A low-viscosity impregnated resin was produced in the same manner as in Example 1, except that 85 parts of 2-ethyl, 4-methylimidazole (trade name of Shikoku Kasei) was added as a catalyst. When we measured the properties of this impregnated resin and the properties of the insulated coil, we found that the initial viscosity was already 650 cps at 25°C.
Therefore, it was unsuitable as a room temperature impregnation resin. Furthermore, in the manufacturing process of insulated coils, the initial viscosity was high, resulting in poor impregnation and very poor electrical properties.
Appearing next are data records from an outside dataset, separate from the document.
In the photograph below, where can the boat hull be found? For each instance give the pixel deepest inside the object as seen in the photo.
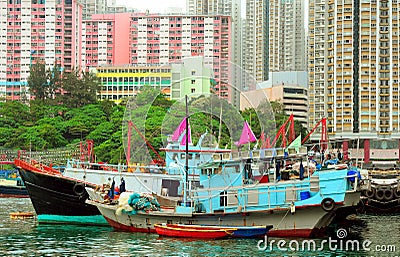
(305, 222)
(172, 231)
(11, 191)
(57, 199)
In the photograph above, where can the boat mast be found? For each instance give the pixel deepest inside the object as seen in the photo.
(186, 151)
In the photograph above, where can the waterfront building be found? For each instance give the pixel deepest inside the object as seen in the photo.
(274, 37)
(224, 7)
(288, 88)
(186, 77)
(90, 7)
(236, 79)
(287, 45)
(354, 71)
(256, 38)
(36, 30)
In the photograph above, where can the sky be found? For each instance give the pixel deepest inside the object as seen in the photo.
(154, 6)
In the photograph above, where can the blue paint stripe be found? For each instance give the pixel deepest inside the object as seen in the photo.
(61, 219)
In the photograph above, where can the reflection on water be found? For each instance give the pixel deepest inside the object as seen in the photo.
(27, 238)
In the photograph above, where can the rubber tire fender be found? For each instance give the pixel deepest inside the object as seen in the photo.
(379, 194)
(328, 204)
(79, 189)
(370, 193)
(388, 194)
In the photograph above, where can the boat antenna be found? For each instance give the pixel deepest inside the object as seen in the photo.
(187, 148)
(220, 123)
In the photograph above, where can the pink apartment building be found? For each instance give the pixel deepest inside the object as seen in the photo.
(141, 39)
(36, 29)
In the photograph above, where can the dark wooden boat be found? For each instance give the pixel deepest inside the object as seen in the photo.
(56, 198)
(193, 232)
(11, 185)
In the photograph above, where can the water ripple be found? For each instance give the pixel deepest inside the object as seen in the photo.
(27, 238)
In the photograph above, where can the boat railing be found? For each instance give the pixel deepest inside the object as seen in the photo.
(134, 167)
(265, 154)
(269, 195)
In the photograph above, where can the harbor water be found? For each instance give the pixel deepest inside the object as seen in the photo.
(364, 235)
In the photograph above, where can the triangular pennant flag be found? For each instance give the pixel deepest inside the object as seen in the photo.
(247, 135)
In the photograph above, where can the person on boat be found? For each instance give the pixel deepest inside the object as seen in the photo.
(122, 186)
(277, 170)
(340, 155)
(111, 192)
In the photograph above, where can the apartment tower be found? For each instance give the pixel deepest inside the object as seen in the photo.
(32, 30)
(287, 47)
(354, 68)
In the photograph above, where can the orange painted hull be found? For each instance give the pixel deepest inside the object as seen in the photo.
(190, 232)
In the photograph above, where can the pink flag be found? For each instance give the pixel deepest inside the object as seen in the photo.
(183, 142)
(247, 135)
(179, 130)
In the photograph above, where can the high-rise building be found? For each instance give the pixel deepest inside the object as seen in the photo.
(287, 47)
(49, 31)
(236, 80)
(256, 39)
(274, 37)
(149, 39)
(354, 68)
(224, 7)
(90, 7)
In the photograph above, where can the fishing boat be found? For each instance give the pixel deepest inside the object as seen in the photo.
(192, 232)
(238, 232)
(56, 198)
(59, 197)
(11, 185)
(381, 192)
(229, 195)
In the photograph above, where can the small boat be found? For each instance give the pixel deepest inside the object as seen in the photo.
(239, 232)
(11, 185)
(21, 215)
(176, 230)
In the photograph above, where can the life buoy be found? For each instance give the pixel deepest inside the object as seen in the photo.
(379, 194)
(370, 193)
(388, 194)
(79, 189)
(328, 204)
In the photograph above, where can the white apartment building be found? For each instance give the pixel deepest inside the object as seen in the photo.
(354, 56)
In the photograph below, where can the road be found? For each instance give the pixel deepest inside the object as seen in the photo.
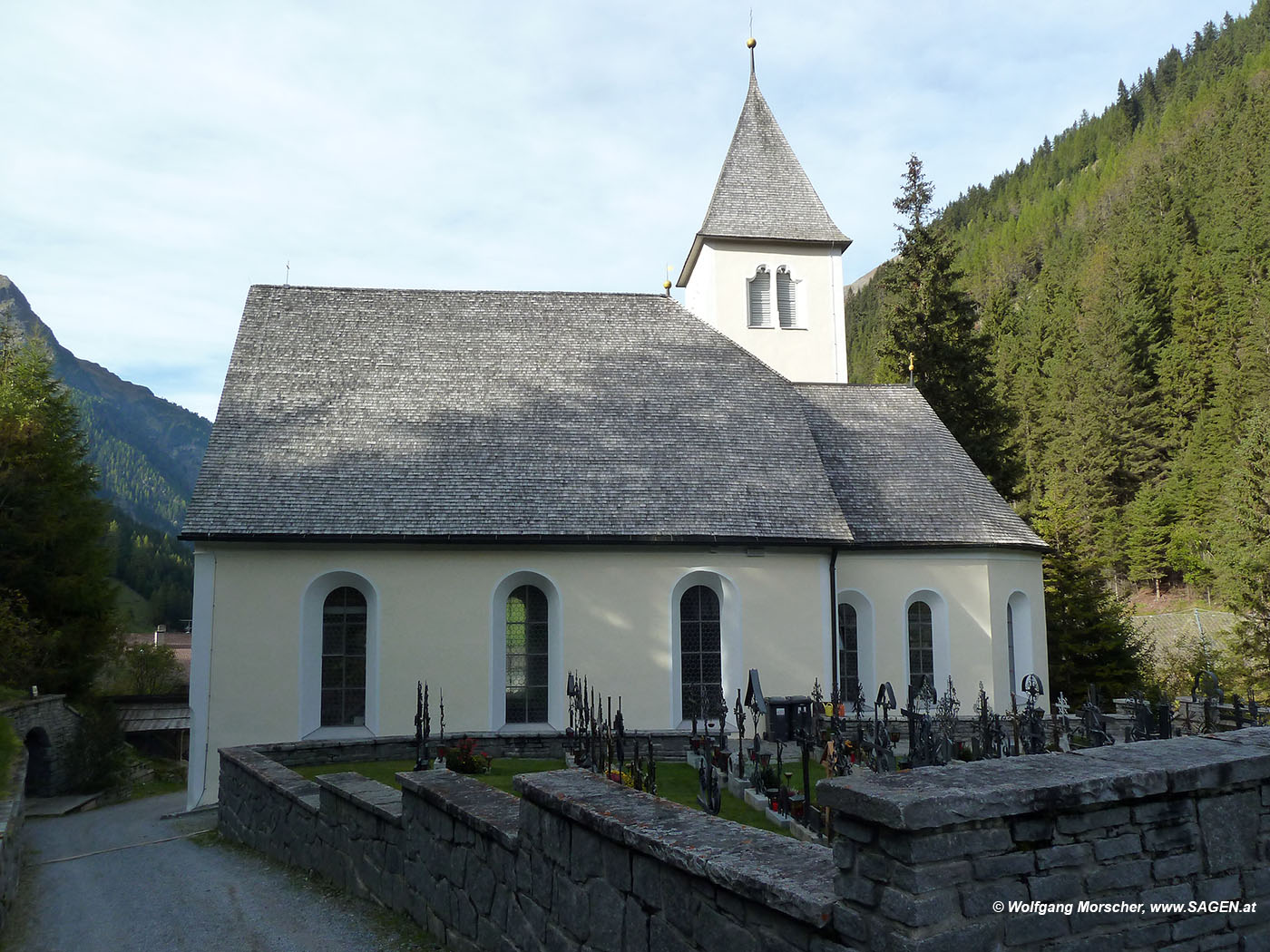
(123, 879)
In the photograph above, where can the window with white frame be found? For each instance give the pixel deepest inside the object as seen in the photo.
(761, 298)
(848, 653)
(527, 669)
(786, 298)
(921, 646)
(700, 650)
(343, 659)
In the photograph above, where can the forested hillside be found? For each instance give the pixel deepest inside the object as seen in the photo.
(1123, 279)
(146, 452)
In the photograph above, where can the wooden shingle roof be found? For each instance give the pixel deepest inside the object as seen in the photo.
(762, 192)
(901, 478)
(540, 416)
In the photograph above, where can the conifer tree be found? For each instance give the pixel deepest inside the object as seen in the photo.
(930, 317)
(1245, 567)
(1089, 637)
(54, 598)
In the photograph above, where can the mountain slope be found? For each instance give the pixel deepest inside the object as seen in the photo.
(1123, 277)
(146, 450)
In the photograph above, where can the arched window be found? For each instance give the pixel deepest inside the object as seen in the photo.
(527, 670)
(848, 653)
(343, 659)
(761, 298)
(786, 306)
(700, 650)
(921, 646)
(1010, 645)
(1019, 640)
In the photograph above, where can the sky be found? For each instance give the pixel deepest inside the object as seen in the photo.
(161, 158)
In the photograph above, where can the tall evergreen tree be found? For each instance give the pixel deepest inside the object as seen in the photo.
(929, 316)
(1089, 637)
(54, 597)
(1246, 561)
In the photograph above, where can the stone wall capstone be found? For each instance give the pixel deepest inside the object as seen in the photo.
(1032, 852)
(577, 863)
(1069, 844)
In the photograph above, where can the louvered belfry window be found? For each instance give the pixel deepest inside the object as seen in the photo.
(527, 656)
(848, 653)
(761, 298)
(343, 657)
(700, 650)
(785, 297)
(921, 646)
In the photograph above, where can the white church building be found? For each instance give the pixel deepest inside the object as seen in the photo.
(488, 491)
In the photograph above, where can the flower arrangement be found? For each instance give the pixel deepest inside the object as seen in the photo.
(465, 758)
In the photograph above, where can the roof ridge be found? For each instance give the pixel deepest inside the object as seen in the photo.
(464, 291)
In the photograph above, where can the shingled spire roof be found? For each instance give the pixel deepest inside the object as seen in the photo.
(762, 192)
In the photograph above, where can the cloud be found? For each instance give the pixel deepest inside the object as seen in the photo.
(164, 156)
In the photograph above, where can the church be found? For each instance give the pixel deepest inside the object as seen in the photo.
(488, 491)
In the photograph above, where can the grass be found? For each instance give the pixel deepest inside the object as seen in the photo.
(675, 781)
(9, 746)
(679, 782)
(169, 777)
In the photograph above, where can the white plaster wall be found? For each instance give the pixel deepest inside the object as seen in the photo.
(437, 622)
(718, 294)
(974, 588)
(435, 617)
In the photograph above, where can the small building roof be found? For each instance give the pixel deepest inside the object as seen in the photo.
(901, 478)
(762, 190)
(550, 416)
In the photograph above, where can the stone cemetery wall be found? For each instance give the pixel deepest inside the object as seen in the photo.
(1060, 850)
(1031, 852)
(12, 808)
(305, 753)
(577, 863)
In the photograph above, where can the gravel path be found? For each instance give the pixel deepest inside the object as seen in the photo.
(103, 881)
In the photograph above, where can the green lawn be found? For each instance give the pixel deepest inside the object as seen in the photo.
(9, 745)
(675, 781)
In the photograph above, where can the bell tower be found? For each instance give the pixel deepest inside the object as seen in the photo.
(766, 266)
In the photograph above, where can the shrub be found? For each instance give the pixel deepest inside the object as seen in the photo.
(99, 757)
(465, 758)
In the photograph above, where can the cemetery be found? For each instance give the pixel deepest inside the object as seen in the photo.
(907, 846)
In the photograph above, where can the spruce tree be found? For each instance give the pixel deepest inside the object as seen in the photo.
(1245, 565)
(56, 602)
(1091, 640)
(929, 316)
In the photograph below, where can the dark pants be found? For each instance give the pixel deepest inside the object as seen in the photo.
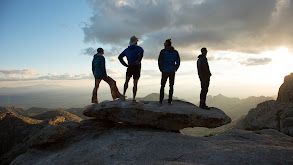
(165, 76)
(204, 82)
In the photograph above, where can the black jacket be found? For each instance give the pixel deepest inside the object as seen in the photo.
(203, 68)
(169, 60)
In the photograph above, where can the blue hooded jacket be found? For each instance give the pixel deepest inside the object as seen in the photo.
(98, 66)
(169, 60)
(133, 54)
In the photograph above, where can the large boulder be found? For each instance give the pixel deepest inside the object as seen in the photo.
(285, 94)
(93, 142)
(168, 117)
(274, 114)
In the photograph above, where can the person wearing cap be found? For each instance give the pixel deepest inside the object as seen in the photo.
(99, 72)
(169, 62)
(204, 74)
(133, 54)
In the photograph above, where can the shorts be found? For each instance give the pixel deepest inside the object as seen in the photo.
(134, 71)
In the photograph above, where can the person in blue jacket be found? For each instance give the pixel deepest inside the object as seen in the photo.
(99, 72)
(169, 62)
(204, 75)
(133, 54)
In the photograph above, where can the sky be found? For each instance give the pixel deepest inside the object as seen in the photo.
(52, 42)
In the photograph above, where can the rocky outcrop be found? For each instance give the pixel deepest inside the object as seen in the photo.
(97, 142)
(57, 113)
(14, 110)
(175, 117)
(274, 114)
(285, 94)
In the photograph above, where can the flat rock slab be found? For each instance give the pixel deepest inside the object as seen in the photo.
(148, 113)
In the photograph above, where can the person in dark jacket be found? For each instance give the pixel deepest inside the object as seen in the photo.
(169, 62)
(134, 56)
(99, 72)
(204, 76)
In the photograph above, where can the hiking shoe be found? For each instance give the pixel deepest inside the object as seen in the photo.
(205, 107)
(123, 97)
(160, 103)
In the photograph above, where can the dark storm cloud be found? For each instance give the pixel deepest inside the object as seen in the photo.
(28, 74)
(246, 26)
(256, 61)
(89, 51)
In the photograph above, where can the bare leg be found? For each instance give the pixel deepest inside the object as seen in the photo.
(95, 90)
(126, 85)
(135, 81)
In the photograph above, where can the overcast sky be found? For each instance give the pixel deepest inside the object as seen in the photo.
(249, 42)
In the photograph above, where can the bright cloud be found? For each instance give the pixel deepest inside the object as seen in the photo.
(224, 25)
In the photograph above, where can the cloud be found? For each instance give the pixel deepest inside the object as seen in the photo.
(89, 51)
(28, 75)
(19, 72)
(235, 25)
(256, 61)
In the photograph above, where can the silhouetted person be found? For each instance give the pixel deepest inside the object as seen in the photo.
(134, 56)
(169, 62)
(99, 72)
(204, 76)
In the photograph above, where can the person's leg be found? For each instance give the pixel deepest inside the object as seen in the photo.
(113, 87)
(171, 84)
(95, 90)
(126, 85)
(204, 90)
(136, 76)
(135, 81)
(163, 83)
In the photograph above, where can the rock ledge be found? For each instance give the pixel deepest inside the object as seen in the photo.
(168, 117)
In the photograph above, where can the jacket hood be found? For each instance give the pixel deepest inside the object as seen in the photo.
(132, 47)
(97, 55)
(201, 56)
(169, 49)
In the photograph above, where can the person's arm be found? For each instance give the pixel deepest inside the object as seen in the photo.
(103, 66)
(140, 54)
(93, 67)
(177, 61)
(208, 69)
(121, 59)
(160, 61)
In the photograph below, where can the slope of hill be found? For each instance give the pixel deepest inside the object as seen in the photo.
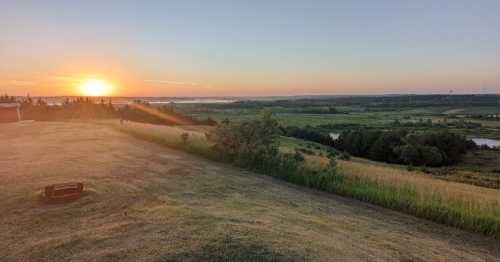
(147, 202)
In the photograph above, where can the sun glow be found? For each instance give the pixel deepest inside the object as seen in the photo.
(95, 87)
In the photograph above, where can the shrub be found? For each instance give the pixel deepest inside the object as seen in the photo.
(184, 138)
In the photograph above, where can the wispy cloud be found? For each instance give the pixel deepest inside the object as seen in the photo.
(17, 83)
(168, 82)
(64, 78)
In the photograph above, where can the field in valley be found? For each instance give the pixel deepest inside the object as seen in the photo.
(148, 202)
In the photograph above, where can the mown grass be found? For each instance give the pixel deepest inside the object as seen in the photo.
(464, 206)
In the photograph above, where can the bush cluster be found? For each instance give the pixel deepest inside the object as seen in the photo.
(253, 145)
(429, 148)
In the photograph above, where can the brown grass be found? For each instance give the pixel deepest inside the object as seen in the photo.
(146, 202)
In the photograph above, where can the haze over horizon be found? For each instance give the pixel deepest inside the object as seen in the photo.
(258, 48)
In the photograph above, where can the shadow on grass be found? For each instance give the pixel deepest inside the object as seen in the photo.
(233, 249)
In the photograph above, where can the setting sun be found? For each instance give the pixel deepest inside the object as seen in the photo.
(95, 87)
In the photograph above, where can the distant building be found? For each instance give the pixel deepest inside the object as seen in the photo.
(9, 112)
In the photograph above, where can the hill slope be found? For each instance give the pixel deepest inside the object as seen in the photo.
(148, 202)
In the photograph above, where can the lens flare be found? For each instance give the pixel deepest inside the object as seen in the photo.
(95, 87)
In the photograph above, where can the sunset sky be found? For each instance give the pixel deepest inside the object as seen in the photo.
(256, 48)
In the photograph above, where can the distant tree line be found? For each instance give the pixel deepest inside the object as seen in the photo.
(78, 108)
(7, 99)
(89, 109)
(140, 111)
(429, 148)
(462, 123)
(308, 133)
(254, 145)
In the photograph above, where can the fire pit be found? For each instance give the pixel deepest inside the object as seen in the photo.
(64, 192)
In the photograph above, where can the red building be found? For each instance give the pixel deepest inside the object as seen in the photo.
(9, 112)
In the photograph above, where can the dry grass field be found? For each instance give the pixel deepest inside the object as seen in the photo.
(145, 202)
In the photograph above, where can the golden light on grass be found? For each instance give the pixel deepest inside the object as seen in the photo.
(95, 87)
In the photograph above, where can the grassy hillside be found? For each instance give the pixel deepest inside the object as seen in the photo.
(461, 205)
(150, 203)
These results are also shown in Tables 1 and 2.

【table】

[Table] Measured in oil at constant pressure increase rate

〔Effect of the invention〕

As described above, the insulated coil according to the present invention uses a novel low-viscosity impregnated resin to provide electrical and
It has extremely excellent properties, particularly both dielectric loss tangent-voltage properties (Δtanδ) and thermal properties after thermal deterioration, and is excellent in suitability for high-voltage rotating machines, making it extremely important in industrial applications.

Claims (1)

[Claims] 1. An insulation having an insulating layer formed by winding an insulating sheet with a porous insulating material as a backing material around a coil conductor, impregnating the wound layer with a low-viscosity impregnated resin, and molding the resultant under heat and pressure. In the coil manufacturing method, for 100 parts by weight of a mixture of an epoxy compound containing at least two epoxy groups in one molecule and a curing agent for this epoxy compound as the low-viscosity impregnating resin, two epoxy groups in one molecule are added. Polyfunctional vinyl monomer 5 having the above acrylic group, methacrylic group, or allyl group
A method for producing an insulated coil, characterized by using a low-viscosity impregnating resin produced by blending ~300 parts by weight and 0.1 to 10 parts by weight of a phenoxy resin. 2 The low viscosity impregnating resin is added to 100 parts by weight of the mixture of the epoxy compound and the curing agent for the epoxy compound,
2. The method for producing an insulated coil according to claim 1, wherein the vinyl monomer having one vinyl group per molecule is blended in an amount not exceeding 200 parts by weight. 3 As a phenoxy resin, the molecular weight is 15,000~
The method for manufacturing an insulated coil according to claim 1, using a phenoxy resin in the range of 60,000. 4 The heating and pressure molding conditions are heating temperature 100-250℃,
The method for manufacturing an insulated coil according to claim 1 or 3, wherein the applied pressure is 5 to 100 Kg/cm ² and the heating time is 4 to 24 hours.